Dans une section à part appelée Zero 10, la foire expose 16 oeuvres qui donnent un aperçu de la palette d'outils à la disposition des artistes, en présentant l'art numérique "dans son acceptation large", précise l'artiste américain Trevor Paglen, 51 ans, co-responsable de cette exposition.

"L'idée que les artistes utilisent les technologies n'est pas si nouvelle", a-t-il déclaré à l'AFP, expliquant que l'art numérique ne se résumait pas aux NFT. Il a voulu montrer que dès les "les années 1950", les artistes cherchaient déjà à produire "des images générées par ordinateur".

L'exposition présente notamment une installation de l'artiste allemande Hito Steyerl, intitulée "Green screen", couverte d'un côté de plantes dont les signaux bioélectriques sont utilisés pour produire, de l'autre côté, des images de fleurs pixelisées.

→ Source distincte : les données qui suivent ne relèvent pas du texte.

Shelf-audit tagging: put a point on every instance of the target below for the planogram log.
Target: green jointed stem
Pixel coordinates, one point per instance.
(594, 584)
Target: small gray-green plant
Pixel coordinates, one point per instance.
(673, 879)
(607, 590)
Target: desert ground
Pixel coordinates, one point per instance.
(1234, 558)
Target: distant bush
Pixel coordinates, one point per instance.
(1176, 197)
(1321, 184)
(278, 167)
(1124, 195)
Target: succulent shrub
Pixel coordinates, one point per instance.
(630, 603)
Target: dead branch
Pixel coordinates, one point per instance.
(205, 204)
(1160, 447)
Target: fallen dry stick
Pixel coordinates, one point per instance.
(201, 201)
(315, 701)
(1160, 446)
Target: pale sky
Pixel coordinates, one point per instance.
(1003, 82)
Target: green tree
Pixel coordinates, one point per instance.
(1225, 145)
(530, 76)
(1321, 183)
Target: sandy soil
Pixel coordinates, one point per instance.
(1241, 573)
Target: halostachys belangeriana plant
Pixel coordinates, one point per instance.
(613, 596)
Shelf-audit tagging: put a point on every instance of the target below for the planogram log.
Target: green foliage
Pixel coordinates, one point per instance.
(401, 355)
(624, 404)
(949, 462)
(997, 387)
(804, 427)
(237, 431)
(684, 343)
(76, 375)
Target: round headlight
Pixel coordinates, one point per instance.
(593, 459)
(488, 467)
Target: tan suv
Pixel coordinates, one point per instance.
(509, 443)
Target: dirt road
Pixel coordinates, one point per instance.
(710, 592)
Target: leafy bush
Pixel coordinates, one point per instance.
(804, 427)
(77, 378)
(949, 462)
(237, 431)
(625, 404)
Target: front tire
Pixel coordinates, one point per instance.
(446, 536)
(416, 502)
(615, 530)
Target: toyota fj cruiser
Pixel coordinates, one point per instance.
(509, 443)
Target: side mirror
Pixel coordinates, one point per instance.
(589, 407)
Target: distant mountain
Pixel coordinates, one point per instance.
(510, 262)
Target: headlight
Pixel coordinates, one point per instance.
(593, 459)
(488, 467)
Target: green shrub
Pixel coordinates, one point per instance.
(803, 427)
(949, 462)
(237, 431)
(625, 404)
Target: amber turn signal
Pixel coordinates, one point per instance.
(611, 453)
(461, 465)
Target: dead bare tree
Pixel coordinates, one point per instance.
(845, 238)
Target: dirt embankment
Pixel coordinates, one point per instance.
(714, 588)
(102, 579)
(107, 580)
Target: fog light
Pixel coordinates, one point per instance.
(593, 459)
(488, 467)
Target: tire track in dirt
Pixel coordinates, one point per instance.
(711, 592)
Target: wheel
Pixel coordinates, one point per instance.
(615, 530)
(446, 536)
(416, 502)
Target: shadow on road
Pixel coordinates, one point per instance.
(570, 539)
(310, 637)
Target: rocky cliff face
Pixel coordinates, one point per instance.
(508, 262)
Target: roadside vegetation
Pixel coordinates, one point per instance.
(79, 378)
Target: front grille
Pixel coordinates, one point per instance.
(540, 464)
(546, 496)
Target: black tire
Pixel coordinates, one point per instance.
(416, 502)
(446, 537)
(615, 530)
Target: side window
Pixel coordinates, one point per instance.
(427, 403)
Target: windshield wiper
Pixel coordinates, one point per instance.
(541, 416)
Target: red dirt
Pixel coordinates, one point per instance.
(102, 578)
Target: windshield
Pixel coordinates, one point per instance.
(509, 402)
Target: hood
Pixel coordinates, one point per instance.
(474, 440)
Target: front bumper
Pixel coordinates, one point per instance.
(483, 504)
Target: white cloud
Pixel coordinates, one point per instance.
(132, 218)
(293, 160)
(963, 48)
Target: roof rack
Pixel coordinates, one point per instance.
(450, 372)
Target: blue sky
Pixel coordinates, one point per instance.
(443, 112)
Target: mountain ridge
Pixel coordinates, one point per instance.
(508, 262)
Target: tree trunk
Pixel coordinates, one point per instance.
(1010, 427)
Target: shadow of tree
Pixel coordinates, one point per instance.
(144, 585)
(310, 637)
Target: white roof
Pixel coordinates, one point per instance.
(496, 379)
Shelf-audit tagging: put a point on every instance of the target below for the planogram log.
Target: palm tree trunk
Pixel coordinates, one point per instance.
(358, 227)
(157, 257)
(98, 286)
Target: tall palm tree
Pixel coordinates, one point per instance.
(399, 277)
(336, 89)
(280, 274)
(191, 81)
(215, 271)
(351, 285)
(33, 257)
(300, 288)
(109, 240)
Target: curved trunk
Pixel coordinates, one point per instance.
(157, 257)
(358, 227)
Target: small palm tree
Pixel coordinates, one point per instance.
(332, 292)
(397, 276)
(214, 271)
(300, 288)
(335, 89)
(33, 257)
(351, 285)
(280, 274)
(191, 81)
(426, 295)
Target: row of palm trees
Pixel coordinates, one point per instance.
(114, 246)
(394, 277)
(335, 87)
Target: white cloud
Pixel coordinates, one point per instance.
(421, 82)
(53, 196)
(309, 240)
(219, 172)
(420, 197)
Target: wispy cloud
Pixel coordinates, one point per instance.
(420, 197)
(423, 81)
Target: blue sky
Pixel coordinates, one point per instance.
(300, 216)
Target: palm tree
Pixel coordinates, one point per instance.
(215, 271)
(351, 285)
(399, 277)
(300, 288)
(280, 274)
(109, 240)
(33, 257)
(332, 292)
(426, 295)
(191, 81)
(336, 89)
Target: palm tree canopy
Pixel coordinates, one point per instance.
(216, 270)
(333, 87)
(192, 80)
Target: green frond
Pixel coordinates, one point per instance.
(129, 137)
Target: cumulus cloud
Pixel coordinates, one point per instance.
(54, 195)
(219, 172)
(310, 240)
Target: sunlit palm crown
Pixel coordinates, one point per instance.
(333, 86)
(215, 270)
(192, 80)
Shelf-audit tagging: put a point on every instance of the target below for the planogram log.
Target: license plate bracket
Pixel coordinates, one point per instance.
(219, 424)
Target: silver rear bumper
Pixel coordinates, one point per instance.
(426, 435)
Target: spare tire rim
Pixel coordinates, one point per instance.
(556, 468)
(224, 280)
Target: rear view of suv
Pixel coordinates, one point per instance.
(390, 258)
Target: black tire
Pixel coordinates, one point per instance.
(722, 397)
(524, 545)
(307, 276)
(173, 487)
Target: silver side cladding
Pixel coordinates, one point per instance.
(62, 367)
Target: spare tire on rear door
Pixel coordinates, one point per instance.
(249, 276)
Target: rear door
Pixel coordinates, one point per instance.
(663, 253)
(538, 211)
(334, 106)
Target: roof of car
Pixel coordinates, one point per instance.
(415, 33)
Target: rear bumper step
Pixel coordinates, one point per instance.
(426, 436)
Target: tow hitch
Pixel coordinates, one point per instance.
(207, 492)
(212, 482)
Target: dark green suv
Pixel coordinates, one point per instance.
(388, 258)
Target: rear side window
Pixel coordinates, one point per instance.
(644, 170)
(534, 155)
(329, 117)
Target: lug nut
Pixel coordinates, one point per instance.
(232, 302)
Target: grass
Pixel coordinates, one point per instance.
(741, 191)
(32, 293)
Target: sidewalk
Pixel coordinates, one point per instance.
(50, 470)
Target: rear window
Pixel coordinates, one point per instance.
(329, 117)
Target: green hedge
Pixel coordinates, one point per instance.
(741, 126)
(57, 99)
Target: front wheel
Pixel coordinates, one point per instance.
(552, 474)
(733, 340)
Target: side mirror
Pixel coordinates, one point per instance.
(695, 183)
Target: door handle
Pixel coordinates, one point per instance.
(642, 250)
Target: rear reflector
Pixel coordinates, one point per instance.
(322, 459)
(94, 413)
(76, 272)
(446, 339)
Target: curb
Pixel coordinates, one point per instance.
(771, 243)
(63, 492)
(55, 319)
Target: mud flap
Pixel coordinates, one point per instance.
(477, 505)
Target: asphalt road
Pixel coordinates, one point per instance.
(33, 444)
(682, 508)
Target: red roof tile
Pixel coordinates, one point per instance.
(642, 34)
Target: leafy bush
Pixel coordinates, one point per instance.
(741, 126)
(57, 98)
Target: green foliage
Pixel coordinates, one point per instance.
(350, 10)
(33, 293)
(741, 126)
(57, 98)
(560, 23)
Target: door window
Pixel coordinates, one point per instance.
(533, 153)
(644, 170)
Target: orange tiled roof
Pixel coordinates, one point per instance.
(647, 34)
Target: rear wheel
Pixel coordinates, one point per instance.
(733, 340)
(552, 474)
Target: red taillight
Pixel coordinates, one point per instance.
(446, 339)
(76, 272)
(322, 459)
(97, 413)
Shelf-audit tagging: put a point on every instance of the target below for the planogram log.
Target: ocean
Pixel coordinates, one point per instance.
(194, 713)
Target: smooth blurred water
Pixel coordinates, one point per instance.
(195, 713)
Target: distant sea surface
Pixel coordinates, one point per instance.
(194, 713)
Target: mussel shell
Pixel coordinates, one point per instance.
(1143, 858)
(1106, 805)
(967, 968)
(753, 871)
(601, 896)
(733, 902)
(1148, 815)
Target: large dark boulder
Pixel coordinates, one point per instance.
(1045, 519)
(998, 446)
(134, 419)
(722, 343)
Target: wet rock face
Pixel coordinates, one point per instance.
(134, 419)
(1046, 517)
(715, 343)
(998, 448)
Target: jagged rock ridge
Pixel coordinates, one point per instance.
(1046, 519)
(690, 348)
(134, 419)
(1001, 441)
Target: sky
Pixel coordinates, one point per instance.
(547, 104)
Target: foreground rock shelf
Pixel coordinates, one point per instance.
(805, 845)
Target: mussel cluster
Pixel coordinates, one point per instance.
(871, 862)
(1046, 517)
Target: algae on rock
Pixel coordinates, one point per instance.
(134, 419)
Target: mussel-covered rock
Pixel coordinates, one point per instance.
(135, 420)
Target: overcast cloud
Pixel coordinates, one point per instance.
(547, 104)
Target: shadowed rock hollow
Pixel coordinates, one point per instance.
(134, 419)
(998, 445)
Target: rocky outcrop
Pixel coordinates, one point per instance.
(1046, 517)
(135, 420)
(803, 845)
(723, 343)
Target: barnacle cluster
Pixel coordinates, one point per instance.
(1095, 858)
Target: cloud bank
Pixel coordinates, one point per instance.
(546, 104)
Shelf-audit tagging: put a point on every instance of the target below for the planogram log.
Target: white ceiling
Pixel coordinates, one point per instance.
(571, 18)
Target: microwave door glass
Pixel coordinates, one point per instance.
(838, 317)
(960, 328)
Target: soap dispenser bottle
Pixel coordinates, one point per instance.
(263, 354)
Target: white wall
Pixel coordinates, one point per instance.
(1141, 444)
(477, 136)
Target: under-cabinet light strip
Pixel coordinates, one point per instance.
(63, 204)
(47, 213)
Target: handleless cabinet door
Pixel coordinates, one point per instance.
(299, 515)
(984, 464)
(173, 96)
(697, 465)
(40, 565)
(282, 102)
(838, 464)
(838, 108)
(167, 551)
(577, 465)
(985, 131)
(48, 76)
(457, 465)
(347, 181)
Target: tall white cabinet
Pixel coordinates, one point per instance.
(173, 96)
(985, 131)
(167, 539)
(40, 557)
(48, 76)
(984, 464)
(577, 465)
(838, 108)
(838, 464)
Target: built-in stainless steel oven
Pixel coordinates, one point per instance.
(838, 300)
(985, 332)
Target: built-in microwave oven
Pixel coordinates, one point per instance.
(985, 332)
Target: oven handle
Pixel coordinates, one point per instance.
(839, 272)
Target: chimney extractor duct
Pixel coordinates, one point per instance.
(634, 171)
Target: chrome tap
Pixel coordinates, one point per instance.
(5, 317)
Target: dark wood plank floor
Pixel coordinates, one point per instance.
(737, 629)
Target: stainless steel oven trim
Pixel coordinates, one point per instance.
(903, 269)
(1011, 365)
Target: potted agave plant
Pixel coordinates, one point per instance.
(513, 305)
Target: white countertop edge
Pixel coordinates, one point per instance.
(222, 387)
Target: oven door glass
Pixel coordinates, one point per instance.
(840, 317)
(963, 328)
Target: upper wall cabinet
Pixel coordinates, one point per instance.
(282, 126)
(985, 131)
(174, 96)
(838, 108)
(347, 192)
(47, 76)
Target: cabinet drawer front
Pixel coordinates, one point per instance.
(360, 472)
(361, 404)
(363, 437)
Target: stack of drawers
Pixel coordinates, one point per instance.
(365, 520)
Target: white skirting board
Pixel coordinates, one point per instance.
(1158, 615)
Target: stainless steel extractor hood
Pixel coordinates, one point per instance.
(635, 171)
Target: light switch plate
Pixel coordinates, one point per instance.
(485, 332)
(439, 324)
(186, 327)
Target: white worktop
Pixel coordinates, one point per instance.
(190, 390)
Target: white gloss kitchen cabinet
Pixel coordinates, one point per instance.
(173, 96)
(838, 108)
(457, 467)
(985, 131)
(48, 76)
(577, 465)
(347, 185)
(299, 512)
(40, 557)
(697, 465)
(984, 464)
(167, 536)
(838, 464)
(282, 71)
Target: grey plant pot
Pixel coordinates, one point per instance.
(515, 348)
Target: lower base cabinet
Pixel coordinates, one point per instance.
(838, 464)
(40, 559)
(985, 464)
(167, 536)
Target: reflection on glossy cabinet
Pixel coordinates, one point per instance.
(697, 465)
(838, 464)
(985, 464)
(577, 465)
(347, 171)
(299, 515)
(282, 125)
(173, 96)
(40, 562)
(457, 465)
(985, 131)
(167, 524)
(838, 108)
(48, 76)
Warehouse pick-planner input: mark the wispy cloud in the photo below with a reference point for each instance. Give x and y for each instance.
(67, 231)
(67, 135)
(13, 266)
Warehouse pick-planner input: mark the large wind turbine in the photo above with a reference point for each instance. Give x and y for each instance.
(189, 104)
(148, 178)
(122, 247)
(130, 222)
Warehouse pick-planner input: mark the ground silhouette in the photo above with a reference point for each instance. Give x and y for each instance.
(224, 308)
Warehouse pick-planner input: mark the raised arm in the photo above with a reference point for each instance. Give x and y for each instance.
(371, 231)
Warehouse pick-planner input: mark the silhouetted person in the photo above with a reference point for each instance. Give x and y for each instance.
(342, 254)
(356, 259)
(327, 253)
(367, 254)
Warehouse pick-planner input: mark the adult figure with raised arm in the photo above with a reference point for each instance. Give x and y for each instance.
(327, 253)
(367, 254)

Le Français William Mapan, 38 ans, qui se définit comme "codeur et peintre" y présente lui une série de toiles intitulées "paysages plausibles". Pendant deux ans, cet artiste parisien a développé un algorithme qui génère des milliers de compositions abstraites. Et lorsque l'une de ces images aléatoires en noir et blanc lui rappelle une photo ou un souvenir, il reprend ses pinceaux et la reproduit sur la toile en y ajoutant ses couleurs, a-t-il expliqué à l'AFP.

Segment émergent 

L'artiste ouzbek Aziza Kadyri, 31 ans, présente de son côté des étoffes ornées de fines broderies produites en se jouant des erreurs de l'intelligence artificielle. Pour concevoir les motifs, elle commence par soumettre à une IA des broderies Suzani, la broderie traditionnelle d'Asie centrale, en sachant parfaitement que cette IA va les interpréter de travers, passer à côté de leur signification et finalement lui proposer un dessin complètement à côté de la plaque qu'elle s'amuse ensuite à reproduire sur étoffe en utilisant les techniques traditionnelles de la broderie ouzbèke.

Selon un rapport réalisé pour la foire par UBS et le cabinet Arts Economics, l'art numérique ne représentait que 0,4% des ventes sur le marché de l'art en 2025, contre 59% pour la peinture et 15% pour la sculpture. Le rapport note cependant un intérêt grandissant de la part des riches collectionneurs.

Dès le premier jour de la foire, un triptyque sur écrans LED de l'artiste irlandais John Gerrard, présenté dans cette exposition, s'est vendu pour un demi-million de dollars.

Le souvenir de la bulle des NFT est toutefois encore très frais dans les mémoires. En 2021, un NFT de l'artiste américain Beeple s'était arraché à 69,3 millions de dollars au sommet de la bulle, mais les prix s'étaient effondrés l'année suivante.

Les choses sont différentes quand "la démarche aboutit sur une oeuvre tangible", a indiqué à l'AFP Hans Laenen, expert en art chez Axa XL, pour ces nouvelles formes d'art numérique qui ont "beaucoup plus de chances de rester".

"L'art numérique est un domaines de création qui évolue très vite", et "finira par trouver sa place", estime lui aussi Nicolas Kaddeche, qui exerce chez l'assureur Hiscox, même s'il faut "rester prudent", selon lui.

"Cela reste un segment émergent et encore très spéculatif", prévient-il.